I’m not claiming this scenario is realistic, just that it illustrates a problem with your definition of continuity. I think this scenario is “continuous” by your definition, but that the continuity doesn’t buy you any of the things on your “how continuity helps” list. Right?
(My actual current expectation (see 1,2) is that people are already today developing bits and pieces of an AGI-capable RL algorithm, and at some indeterminate time in the future the pieces will all come together and people will work out the kinks and tricks to scaling it up etc. And as this happens, the algorithm will go from preschool-level to superintelligent over the course of maybe a year or two, and that year or two will not make much difference, because whatever safety problems they encounter will not have easy solutions, and a year or two is just not enough time to figure out and implement non-easy solutions, and pausing won’t be an option because of competition.)
So, I do think the continuity buys you things, even in this case—roughly in the way outlined in the post—it’s choice of the developer to continue training after passing some roughly human level, and with a sensible oversight, they should notice and stop before getting to superintelligence,
You may ask why would they have the oversight in place. My response is, possible because some small-sized AI disaster which happened before, people understand the tech is dangerous.
With the 2-year scenario, again, I think there is a decent chance at stopping ~before or roughly at the human level. One story why that may be the case is, it seems quite possible the level where AI gets good at convincing/manipulating humans, or humans freak out for other reasons, is lower than AGI. If you get enough economic benefits from CAIS at the same time, you can also get strong counter-pressures to competition at developing AGI.
How does the researcher know that it’s about to pass roughly human level, when a misaligned AI may have incentive and ability to fake a plateau at about human level until it has enough training and internal bootstrapping to become strongly superhuman? Even animals have the capability to fake being weaker, injured, or dead when it might benefit them.
I don’t think this is necessarily what will happen, but it is a scenario that needs to be considered.
Yes, I do. To disentangle it a bit
- one line of reasoning is, if you have this “preschooler-level-intelligence to superintelligence over the course of 24 hours” you probably had something which is able to learn really fast and generalize a lot before this. how does the rest of the world look like?
- second—if you have control over the learning time, in the continuous version, you can slow down or halt. yes, you need some fast oversight control loop to do that, but getting to a state where this is what you have, because that’s what sane AI developers do, seems tractable. (also I think this has decent chance to become instrumentally convergent for AI developers)
OK, here’s my scenario in more detail. Someone thinks of a radically new AI RL algorithm, tomorrow. They implement it and then run a training. It trains up from randomly-initialized to preschooler-level in the first 24 hours, and then from preschooler-level to superintelligence in the second 24 hours.

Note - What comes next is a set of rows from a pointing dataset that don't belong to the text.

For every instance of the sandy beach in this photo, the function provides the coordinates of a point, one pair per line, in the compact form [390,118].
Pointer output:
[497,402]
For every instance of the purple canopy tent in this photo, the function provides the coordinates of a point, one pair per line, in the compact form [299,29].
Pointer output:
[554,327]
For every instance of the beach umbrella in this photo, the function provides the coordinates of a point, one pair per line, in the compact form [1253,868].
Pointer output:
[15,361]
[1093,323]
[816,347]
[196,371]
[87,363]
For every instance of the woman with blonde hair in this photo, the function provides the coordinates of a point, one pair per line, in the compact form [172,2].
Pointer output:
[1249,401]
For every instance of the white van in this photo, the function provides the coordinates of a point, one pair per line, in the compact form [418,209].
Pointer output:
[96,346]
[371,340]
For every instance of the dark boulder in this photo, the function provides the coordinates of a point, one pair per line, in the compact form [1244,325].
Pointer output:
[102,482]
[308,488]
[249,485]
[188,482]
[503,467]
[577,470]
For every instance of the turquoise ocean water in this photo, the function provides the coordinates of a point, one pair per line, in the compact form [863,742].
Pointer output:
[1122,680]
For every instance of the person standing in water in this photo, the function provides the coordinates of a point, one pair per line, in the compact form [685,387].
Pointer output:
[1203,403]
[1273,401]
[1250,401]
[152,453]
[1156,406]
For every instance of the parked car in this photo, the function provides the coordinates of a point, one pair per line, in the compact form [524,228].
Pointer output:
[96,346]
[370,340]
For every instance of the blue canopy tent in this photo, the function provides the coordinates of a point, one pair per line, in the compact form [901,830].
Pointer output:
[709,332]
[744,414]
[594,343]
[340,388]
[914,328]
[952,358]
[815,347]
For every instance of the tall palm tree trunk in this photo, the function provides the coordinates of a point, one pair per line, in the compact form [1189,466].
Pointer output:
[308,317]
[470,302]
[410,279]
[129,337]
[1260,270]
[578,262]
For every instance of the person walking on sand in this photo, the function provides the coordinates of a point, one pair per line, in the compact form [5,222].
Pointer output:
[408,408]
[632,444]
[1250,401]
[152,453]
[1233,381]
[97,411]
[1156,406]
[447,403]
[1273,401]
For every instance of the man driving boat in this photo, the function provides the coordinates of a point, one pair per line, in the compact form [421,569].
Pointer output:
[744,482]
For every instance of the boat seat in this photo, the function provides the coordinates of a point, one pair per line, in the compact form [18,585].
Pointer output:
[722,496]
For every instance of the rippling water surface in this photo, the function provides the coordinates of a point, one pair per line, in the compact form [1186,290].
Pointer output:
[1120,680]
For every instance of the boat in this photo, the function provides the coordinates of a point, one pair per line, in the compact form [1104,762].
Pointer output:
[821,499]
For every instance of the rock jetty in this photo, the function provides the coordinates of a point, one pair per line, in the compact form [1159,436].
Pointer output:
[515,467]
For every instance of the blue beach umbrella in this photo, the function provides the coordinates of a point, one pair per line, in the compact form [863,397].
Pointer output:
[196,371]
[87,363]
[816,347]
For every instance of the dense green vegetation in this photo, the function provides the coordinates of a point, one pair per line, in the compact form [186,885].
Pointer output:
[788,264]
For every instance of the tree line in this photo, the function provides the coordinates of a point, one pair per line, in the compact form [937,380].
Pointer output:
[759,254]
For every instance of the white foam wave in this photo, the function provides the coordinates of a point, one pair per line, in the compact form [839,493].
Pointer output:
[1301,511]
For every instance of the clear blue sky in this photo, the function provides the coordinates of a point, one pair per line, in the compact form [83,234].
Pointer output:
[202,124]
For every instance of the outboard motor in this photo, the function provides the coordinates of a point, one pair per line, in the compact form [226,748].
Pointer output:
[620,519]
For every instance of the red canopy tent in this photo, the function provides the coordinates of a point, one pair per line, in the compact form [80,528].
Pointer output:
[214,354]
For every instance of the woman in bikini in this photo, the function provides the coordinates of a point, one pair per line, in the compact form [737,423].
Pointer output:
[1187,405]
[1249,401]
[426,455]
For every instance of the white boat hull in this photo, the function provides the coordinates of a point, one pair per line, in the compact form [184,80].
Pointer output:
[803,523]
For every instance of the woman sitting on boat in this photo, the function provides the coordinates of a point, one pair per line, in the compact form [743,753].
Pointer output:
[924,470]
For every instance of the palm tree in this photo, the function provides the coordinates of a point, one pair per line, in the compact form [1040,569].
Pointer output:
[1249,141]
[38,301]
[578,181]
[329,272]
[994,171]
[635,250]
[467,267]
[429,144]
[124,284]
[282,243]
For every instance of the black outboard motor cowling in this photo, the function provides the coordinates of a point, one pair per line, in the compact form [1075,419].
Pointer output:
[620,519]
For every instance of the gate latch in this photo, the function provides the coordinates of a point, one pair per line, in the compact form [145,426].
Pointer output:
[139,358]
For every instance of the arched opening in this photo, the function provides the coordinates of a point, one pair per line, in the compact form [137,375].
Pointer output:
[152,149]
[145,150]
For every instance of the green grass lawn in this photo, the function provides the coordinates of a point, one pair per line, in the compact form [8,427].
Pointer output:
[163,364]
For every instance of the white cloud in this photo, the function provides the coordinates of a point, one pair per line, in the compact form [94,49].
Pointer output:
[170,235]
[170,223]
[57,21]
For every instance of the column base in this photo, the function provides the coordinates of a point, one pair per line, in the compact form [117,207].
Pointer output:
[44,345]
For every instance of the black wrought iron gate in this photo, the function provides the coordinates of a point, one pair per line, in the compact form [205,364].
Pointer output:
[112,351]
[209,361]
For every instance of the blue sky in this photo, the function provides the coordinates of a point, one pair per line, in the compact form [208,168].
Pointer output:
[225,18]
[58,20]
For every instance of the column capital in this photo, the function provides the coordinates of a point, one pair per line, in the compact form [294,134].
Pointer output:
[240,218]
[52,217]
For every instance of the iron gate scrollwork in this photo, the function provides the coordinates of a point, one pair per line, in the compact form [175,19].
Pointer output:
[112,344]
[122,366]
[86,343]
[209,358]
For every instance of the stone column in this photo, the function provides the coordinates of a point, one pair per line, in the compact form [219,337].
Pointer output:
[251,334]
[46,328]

I’m not claiming this scenario is realistic, just that it illustrates a problem with your definition of continuity. I think this scenario is “continuous” by your definition, but that the continuity doesn’t buy you any of the things on your “how continuity helps” list. Right?
(My actual current expectation (see 1,2) is that people are already today developing bits and pieces of an AGI-capable RL algorithm, and at some indeterminate time in the future the pieces will all come together and people will work out the kinks and tricks to scaling it up etc. And as this happens, the algorithm will go from preschool-level to superintelligent over the course of maybe a year or two, and that year or two will not make much difference, because whatever safety problems they encounter will not have easy solutions, and a year or two is just not enough time to figure out and implement non-easy solutions, and pausing won’t be an option because of competition.)
So, I do think the continuity buys you things, even in this case—roughly in the way outlined in the post—it’s choice of the developer to continue training after passing some roughly human level, and with a sensible oversight, they should notice and stop before getting to superintelligence,
You may ask why would they have the oversight in place. My response is, possible because some small-sized AI disaster which happened before, people understand the tech is dangerous.
With the 2-year scenario, again, I think there is a decent chance at stopping ~before or roughly at the human level. One story why that may be the case is, it seems quite possible the level where AI gets good at convincing/manipulating humans, or humans freak out for other reasons, is lower than AGI. If you get enough economic benefits from CAIS at the same time, you can also get strong counter-pressures to competition at developing AGI.
How does the researcher know that it’s about to pass roughly human level, when a misaligned AI may have incentive and ability to fake a plateau at about human level until it has enough training and internal bootstrapping to become strongly superhuman? Even animals have the capability to fake being weaker, injured, or dead when it might benefit them.
I don’t think this is necessarily what will happen, but it is a scenario that needs to be considered.